Jesús salió al monte a orar y pasó la noche orando a Dios. Cuando se hizo de día, llamó a sus discípulos y escogió de entre ellos a doce, a los que también nombró apóstoles: Simón, al que puso de nombre Pedro, y Andrés, su hermano; Santiago, Juan, Felipe, Bartolomé, Mateo, Tomás, Santiago el de Alfeo, Simón, llamado el Zelote; Judas el de Santiago y Judas Iscariote, que fue el traidor.
Después de bajar con ellos, se paró en una llanura con un grupo grande de discípulos y una gran muchedumbre del pueblo, procedente de toda Judea, de Jerusalén y de la costa de Tiro y de Sidón. Venían a oírlo y a que los curara de sus enfermedades; los atormentados por espíritus inmundos quedaban curados, y toda la gente trataba de tocarlo, porque salía de él una fuerza que los curaba a todos.

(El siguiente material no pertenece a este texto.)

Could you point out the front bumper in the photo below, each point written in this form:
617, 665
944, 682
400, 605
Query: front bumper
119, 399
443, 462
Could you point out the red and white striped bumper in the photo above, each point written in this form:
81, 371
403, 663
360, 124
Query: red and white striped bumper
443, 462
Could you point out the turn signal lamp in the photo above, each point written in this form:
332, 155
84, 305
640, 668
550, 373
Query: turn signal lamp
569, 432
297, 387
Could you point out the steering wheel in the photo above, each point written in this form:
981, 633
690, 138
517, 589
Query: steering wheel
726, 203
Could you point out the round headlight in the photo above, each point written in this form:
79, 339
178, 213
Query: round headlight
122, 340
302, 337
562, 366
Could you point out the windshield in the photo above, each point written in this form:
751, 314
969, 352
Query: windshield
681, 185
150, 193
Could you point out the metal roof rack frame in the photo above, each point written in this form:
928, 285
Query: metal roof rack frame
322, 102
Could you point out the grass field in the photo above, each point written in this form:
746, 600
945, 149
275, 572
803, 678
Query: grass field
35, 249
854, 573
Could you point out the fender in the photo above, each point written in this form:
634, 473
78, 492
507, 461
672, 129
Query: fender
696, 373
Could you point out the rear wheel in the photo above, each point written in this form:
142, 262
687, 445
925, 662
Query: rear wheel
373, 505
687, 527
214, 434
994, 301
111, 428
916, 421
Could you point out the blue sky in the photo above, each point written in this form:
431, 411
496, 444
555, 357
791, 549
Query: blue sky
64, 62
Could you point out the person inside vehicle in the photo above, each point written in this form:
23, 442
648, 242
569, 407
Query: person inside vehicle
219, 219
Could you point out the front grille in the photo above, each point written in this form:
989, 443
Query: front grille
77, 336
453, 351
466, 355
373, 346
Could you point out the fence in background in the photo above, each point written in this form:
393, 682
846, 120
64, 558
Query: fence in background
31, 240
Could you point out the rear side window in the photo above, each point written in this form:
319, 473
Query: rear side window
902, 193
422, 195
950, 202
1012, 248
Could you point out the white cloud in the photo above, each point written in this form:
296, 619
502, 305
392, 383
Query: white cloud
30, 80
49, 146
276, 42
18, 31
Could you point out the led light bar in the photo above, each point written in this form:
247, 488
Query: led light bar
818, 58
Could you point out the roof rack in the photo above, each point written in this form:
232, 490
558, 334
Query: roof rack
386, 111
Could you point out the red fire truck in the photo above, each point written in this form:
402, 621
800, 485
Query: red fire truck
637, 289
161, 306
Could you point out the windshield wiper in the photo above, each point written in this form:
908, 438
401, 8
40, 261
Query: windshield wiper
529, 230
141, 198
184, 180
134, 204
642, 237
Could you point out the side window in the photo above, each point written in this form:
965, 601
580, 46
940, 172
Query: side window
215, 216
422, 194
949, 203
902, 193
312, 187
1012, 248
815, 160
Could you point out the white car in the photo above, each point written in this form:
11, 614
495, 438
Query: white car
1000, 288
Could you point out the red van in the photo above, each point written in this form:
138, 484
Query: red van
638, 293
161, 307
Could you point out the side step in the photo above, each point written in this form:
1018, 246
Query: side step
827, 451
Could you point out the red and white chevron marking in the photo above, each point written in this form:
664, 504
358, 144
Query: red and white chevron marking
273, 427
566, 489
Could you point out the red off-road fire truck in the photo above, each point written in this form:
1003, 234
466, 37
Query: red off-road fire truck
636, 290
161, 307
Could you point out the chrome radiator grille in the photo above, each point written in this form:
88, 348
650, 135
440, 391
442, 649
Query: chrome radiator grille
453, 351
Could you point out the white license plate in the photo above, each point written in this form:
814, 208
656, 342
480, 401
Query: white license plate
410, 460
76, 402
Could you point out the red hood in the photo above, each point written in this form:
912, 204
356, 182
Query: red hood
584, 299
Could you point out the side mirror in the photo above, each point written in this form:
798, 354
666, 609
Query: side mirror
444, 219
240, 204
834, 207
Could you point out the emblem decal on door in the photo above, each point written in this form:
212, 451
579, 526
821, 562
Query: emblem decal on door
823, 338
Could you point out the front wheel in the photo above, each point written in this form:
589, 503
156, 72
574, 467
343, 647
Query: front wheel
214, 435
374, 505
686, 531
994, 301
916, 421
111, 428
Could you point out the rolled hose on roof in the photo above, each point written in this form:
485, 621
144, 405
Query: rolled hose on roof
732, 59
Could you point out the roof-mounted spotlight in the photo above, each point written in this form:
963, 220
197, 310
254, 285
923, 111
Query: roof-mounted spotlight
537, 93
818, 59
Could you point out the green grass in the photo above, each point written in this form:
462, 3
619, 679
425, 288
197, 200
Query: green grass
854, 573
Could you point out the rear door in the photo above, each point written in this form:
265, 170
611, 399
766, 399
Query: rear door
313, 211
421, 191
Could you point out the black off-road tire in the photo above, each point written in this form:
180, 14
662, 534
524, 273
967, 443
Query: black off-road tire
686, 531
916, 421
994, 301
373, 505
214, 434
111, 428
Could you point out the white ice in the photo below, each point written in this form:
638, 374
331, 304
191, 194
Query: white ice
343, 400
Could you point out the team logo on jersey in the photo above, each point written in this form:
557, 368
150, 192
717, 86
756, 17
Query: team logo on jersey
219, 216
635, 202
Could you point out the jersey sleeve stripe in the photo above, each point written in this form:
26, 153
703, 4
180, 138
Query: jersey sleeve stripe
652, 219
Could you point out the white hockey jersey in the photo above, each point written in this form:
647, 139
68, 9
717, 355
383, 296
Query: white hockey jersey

«Taizé instrumental II» © Autorización de Atheliers et Press de Taizé
Jesús envió su espíritu, que siguió vivo, presente entre los hombres y mujeres de todos los tiempos. El espíritu tocaba sus corazones, empujándolos a salir a los caminos, a las calles, a las ciudades, para seguir comunicando su buena noticia. Y así, a lo largo de los siglos, eligió a Juan, y a Elisa, a Alberto, a Isabel, a Paco, a Guadalupe, a Teresa, a Antonio, eligió personas de toda condición, a los más formados, y a los que no tenían títulos, a los más prudentes y a los más audaces, los jóvenes o los ancianos. A todos fue tocando y llamando. Y, con ellos, y a través de ellos, siguió respondiendo a las preguntas e inquietudes, a las llamadas y búsquedas, a las heridas y dolores de una humanidad ávida de respuestas. Les empujó a estar cerca de otras personas, a compartir con ellos el pan y la esperanza. Y ellos, los discípulos de todos los tiempos, se convirtieron en cauce de una fuerza que viene de Dios mismo, la fuerza de un amor que todo lo puede.